In
the afterword of a book that I just finished reading the author writes, “I
realized that the world we live in isn’t defined by a collection of countries
at odds with one another, but by the striking commonalities of the individuals
who compose those countries” (John Shors). These words resonated well with me
and made me ponder my experience here in Ethiopia. On my good days, I couldn’t
agree more with Shors. The great part about this experience is seeing that at
the end of day, humans are very similar. We all laugh and cry. We all feel
happiness and sadness. The bond among family and friends holds the same
strength and importance everywhere. These people exist in America and they
exist in Ethiopia. Coming across such realizations makes all of this worth it. On
my bad days though, when I’m trying to enjoy a hike with fellow volunteers and
kids follow us, yelling at us, taunting us and nothing we do makes them stop,
or when I get verbally and sexually harassed when I’m walking through the
middle of town, or when I bump heads with teachers at my school because they
put all the blame on their students for getting bad scores and can’t seem to
see how the teacher can have a lot to do with it, in those moments I feel very
differently than John Shors and I can’t help thinking that across countries,
humans aren’t always the same.
In
these moments I am reminded that I am different. I can’t help feeling that even
though we may all be human, our cultural differences, the environment we live
in and our own personal experiences set us apart. This can be difficult and exhausting
to deal with. And in those instances where I get so frustrated and I just want
to scream and give up, I have to remind myself of where these differences come
from. For instance with the harassment that I receive, I get it because of my
skin color and because of my gender. I have to remind myself that Ethiopians,
certainly children, are not used to seeing foreigners. I on the other hand,
grew up in a country full of diversity so seeing people of all shades and
colors is normal to me and at times I am left wondering why someone always need
to scream at me when I’m walking down the street. Instead of getting angry, I
have to remind myself that seeing people of a different color is not common, so
I shouldn’t get angry every time it happens. With the sexual harassment, I remind
myself that I am living in a country where men dominate and control everything.

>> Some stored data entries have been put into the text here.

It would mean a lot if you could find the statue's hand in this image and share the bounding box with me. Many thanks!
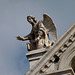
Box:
[16,36,25,41]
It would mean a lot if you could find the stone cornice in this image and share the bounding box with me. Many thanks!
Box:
[39,68,74,75]
[26,23,75,75]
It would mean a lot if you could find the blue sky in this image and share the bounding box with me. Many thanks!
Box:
[0,0,75,75]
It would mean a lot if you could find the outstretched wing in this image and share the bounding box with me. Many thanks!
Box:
[43,14,57,41]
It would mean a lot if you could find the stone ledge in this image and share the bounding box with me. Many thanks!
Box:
[26,48,47,56]
[26,48,48,69]
[28,56,42,61]
[39,68,74,75]
[26,48,47,61]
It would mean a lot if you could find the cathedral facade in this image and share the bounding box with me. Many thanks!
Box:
[26,23,75,75]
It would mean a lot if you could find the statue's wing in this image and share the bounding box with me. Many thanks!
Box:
[43,14,57,41]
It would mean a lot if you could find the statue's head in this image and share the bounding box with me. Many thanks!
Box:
[27,15,37,25]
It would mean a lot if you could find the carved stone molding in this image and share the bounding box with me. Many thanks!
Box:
[39,33,75,73]
[39,68,74,75]
[26,23,75,75]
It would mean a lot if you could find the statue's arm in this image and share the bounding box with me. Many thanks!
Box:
[16,33,31,41]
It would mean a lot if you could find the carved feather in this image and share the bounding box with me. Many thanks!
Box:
[43,14,57,41]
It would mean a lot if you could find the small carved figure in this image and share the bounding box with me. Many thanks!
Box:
[16,14,57,51]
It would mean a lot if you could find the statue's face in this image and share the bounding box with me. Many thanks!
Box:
[27,15,37,25]
[27,15,34,24]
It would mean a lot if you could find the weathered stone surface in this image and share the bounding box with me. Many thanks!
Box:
[26,48,47,69]
[26,23,75,75]
[39,68,74,75]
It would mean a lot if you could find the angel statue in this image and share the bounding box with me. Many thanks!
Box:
[16,14,57,51]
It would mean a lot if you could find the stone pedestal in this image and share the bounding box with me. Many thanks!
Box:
[26,48,47,69]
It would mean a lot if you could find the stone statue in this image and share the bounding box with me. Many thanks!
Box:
[16,14,57,51]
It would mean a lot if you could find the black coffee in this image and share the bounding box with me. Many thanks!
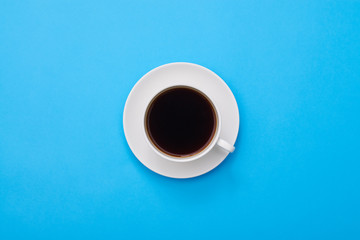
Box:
[145,86,216,157]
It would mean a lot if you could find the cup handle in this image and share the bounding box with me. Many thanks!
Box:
[216,138,235,153]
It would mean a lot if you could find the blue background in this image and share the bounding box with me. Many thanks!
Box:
[1,0,360,239]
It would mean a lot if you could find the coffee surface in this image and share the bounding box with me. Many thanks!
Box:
[145,87,216,157]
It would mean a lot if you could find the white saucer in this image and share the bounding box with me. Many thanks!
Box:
[123,62,240,179]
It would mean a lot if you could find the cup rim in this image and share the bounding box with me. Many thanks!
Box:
[143,85,221,163]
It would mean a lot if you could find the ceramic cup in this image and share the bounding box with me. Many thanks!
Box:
[143,85,235,163]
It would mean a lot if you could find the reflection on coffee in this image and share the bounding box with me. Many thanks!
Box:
[145,86,217,158]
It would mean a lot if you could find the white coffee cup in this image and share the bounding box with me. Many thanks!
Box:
[143,85,235,163]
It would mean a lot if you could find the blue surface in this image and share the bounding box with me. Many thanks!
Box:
[1,0,360,239]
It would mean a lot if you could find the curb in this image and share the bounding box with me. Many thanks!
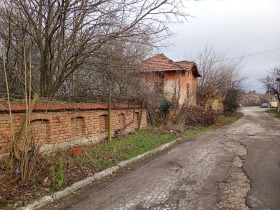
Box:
[20,139,179,210]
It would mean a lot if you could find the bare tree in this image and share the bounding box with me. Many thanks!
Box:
[260,66,280,111]
[0,0,185,99]
[56,37,152,102]
[196,46,245,111]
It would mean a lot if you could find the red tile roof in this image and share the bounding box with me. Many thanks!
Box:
[139,54,183,72]
[0,103,140,113]
[139,54,201,77]
[175,61,195,71]
[176,61,201,77]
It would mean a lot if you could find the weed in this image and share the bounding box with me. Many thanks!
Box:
[185,112,241,138]
[50,158,65,190]
[266,110,280,118]
[185,126,215,138]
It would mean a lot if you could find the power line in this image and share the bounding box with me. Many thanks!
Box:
[221,47,280,62]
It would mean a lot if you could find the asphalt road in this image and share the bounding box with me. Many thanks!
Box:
[45,107,280,210]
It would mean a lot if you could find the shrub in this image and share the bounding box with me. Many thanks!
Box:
[174,106,220,126]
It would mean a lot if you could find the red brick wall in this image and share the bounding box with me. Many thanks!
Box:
[0,104,147,156]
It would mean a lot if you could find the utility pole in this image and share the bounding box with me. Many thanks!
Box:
[276,78,280,112]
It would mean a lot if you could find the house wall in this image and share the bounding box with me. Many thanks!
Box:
[0,105,147,156]
[177,71,198,106]
[140,71,198,106]
[163,73,180,101]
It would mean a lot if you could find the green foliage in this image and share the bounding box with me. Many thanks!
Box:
[50,158,65,190]
[159,99,173,114]
[224,88,240,112]
[150,99,174,126]
[67,130,177,171]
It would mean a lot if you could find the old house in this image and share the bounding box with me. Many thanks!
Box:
[138,54,201,106]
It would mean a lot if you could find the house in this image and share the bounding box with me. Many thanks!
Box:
[138,54,201,106]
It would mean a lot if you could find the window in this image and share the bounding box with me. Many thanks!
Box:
[154,82,163,95]
[186,83,190,98]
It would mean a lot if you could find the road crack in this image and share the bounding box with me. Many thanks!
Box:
[216,141,251,210]
[238,141,253,209]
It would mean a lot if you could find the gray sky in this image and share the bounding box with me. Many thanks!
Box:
[161,0,280,93]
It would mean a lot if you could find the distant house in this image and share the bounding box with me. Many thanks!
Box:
[138,54,201,106]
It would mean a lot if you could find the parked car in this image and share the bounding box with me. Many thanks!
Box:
[260,103,269,108]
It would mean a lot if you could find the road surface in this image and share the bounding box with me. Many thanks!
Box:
[45,107,280,210]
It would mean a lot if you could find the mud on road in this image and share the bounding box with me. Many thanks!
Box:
[45,107,280,210]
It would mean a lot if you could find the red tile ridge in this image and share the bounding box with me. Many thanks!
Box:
[0,103,140,113]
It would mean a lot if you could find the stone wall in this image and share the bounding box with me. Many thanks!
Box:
[0,103,146,156]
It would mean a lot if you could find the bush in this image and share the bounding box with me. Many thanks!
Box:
[147,99,173,126]
[158,99,173,114]
[175,106,220,126]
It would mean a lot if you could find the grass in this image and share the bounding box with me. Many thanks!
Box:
[184,112,241,138]
[266,109,280,118]
[66,130,177,171]
[185,126,215,138]
[221,113,241,124]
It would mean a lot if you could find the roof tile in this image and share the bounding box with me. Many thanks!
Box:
[139,54,201,77]
[0,103,139,113]
[139,54,183,72]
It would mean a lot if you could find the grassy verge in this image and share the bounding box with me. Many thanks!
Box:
[266,110,280,118]
[220,112,242,124]
[185,126,215,138]
[66,130,178,171]
[184,112,241,138]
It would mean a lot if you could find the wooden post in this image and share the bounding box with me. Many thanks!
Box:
[137,101,143,131]
[108,90,112,142]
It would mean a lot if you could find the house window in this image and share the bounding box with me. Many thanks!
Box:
[154,82,163,95]
[186,83,190,98]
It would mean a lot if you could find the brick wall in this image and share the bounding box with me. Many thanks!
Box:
[0,103,147,156]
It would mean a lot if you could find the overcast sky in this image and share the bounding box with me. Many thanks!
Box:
[161,0,280,93]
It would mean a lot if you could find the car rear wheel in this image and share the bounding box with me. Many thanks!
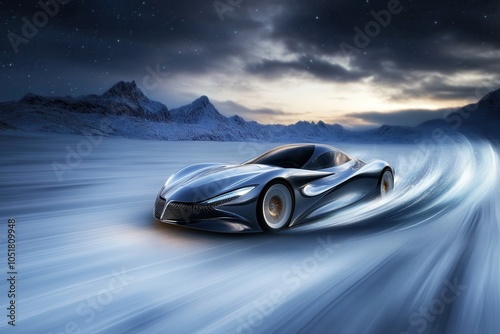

They have the say in everything and most Ethiopian women are to stay quiet and
subservient. America still has work to do when it comes to gender equality, but
I can promise you that we are way ahead of Ethiopia in that department. I have
had to alter so much of my behavior as a woman for my own safety because I
cannot be the way I am in America in Ethiopia and feel safe. And to have to change
an important part of who you are, not because you want to, but so you can feel
safe is difficult and was hard to grasp and understand when I first got here. With
my teachers at school, I have to remind myself that the teaching methods they
use are all they have ever known. This is how they were taught when they were
students, this is how they were told to teach and they are working and living
in a system where hierarchy is everything.
So
what’s the point of this post you might ask? What am I trying to get at? Well
to be honest, I want my readers to see how confusing and lost I feel living
here and to show the constant struggle and debate that is going on in my head. Are
we the same or are we different? I’m trying to understand the people I am
surrounded by. I’m trying to understand who I am and why I am the way I am. Why
do I think this way while the people around me think a different way? And other
times, why do different people respond to something in the same way? Sometimes
I love Ethiopia. Other times I can’t stand being here. There are instances
where I get to see the things that connect all of us humans together,
regardless of our nationalities, and that is beautiful. Other moments though, I
see how big of an impact culture has on every one of us and how different
cultures do set us apart. But no matter how frustrating this whole experience
can be, I think the point of Peace Corps is to show that by understanding one
another’s cultures and what makes us who we are, we can bring peace. Too often
conflicts arise because of cultural differences and people don’t take the time
to understand why a person is the way they are. And if we don’t take the time
to understand one another it is inevitable that we will never get along. But
understanding another person’s culture is a huge challenge. I’m trying to
figure out Ethiopia every day and it’s a constant struggle.